While there is a significant volume of evidence of children’s experiences of online harm, there is so little research on adult cyberbulling and trolling, for example, that they are difficult to even define. In general, definitions are blurred both in terms of the research base, and legislation: there is a complex and opaque legislative landscape. Much of the research that exists has been conducted by bodies such as Unison, which focus on bullying in the workplace.
What the evidence does show is that the experience of some form of hate is a normal aspect of online life for many adults, and that there is a link between the nature of harassment and the severity of impact. Race and ethnicity provoke the most hate, such as anti-Semitic, Islamophobic content. Trigger incidents such as attacks contribute to a sharp increase in this kind of hate. There is a severe impact on victims such as disabled people, many of whom have changed their lifestyles in response.
Moving on from harms to the individual to harms to democracy and society, the evidence base for disinformation’s harmful impact is small, and there is little that that is actionable. The evidence that does exist on the effect of foreign interference such as bots or political advertising tends to be US-centric and often focused on Twitter simply because it has the most accessible API, which makes it less relevant. Research into the impact of disinformation on voter intentions all started around the 2016 US presidential election and has been fairly backward-looking. There is a good deal of debate over the impact of disinformation on that election and whether it might have altered the result.
What research does show is that, as always, it is very hard to change people’s minds and attitudes.
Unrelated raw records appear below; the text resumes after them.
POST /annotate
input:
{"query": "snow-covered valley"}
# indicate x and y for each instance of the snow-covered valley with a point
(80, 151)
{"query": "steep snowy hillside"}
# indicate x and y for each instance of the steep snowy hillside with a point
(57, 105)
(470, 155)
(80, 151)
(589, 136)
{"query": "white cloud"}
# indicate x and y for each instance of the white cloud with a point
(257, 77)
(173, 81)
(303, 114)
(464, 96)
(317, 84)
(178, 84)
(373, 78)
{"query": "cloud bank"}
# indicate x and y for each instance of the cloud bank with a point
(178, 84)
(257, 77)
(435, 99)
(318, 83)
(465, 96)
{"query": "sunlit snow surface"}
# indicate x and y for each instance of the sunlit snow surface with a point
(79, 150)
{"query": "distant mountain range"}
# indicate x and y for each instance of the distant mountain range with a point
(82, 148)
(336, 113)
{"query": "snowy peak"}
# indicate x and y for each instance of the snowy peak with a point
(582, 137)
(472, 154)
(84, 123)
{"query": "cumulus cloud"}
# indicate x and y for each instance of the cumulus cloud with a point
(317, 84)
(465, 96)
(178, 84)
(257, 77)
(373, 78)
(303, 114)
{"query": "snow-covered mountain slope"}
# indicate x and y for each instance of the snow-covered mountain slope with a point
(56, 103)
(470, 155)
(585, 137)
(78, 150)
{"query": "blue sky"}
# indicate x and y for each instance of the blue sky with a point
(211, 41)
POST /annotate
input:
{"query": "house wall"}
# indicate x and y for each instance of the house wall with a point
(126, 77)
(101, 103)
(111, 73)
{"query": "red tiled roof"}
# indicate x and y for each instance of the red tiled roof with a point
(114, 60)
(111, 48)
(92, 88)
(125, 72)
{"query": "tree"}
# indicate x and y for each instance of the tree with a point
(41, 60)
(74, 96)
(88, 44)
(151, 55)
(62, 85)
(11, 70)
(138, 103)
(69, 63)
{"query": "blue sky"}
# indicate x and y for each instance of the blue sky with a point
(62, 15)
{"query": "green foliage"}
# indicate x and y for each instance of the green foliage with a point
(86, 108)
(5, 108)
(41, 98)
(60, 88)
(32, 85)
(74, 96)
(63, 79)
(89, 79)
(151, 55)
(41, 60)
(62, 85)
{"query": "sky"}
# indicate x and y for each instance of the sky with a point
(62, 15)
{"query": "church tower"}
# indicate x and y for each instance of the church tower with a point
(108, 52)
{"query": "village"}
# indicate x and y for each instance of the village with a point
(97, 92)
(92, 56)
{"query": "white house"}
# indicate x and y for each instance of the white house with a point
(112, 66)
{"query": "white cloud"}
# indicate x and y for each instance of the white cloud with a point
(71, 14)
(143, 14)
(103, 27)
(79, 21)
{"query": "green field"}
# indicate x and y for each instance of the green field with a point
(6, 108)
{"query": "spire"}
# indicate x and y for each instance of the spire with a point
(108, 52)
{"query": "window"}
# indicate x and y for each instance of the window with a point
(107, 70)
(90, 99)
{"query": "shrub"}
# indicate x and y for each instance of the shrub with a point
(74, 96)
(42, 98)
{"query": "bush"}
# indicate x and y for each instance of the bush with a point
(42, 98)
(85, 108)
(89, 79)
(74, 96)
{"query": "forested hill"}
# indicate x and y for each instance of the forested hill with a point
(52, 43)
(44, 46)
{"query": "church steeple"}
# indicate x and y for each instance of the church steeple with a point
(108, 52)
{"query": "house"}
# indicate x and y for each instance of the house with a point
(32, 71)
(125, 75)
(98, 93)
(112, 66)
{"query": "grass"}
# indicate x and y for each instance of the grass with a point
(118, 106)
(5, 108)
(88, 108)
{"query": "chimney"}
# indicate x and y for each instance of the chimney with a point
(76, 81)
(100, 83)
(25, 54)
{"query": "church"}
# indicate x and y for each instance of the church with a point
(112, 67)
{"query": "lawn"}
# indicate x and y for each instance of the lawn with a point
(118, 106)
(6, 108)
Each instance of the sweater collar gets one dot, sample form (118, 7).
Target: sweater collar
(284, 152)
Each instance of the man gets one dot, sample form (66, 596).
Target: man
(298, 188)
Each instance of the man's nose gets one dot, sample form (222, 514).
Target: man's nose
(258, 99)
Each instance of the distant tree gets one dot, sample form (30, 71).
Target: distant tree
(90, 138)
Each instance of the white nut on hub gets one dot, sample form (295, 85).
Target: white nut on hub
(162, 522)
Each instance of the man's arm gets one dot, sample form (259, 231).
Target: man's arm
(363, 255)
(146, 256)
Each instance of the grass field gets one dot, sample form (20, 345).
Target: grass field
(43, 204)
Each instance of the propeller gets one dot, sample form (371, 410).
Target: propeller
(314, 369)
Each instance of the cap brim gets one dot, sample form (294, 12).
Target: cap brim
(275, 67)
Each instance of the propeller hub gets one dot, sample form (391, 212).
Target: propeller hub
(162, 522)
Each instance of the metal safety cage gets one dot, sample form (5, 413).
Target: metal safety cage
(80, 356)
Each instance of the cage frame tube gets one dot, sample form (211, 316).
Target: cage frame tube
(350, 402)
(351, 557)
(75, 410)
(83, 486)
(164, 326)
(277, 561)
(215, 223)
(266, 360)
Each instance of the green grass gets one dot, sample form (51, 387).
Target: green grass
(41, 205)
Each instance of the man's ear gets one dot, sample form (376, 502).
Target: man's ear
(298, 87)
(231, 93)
People often have entrenched political viewpoints and to overcome these, online content would have to be spectacularly effective.
When thinking about evidence in this area and its role in policymaking, there are several points that we should keep in mind:
- There is a tendency to think that we know ‘harm’ when we see it, but do we actually?
- Current reporting tools are insufficient for detecting harm as they don’t take into account intention or impact.
- Evidence of impact is much harder to find than evidence of prevalence of exposure. The current evidence around impact is scant, and tends to be solely qualitative.
- Some types of evidence are easier to find than others: the evidence for physical and emotional harm are going to be easier to detect than harm caused by attacks on British values, for example.
- Some harms will have effects that are only felt over the long-term (eg increases in inequality).
- We cannot regulate online harms without also tackling offline harm, and we should remember that the same people who are vulnerable online are vulnerable offline.
- We should not equate evidence of concern with evidence of harm. Equally, we shouldn’t let a lack of evidence become an excuse for tech companies to resist acting against serious risks.
- There is inequality of access to information to create evidence, as much of it is owned by tech companies.
What do we need going forward?
- Much more research into the impact of potential harms. To do this, researchers need more data from tech companies.
- A more victim-centred approach, which needs to be handled in a sensitive way
- More recognition of the relationship between the online and offline worlds
- Systemic evaluations of the impact of existing interventions
- Clarity of the legislative landscape.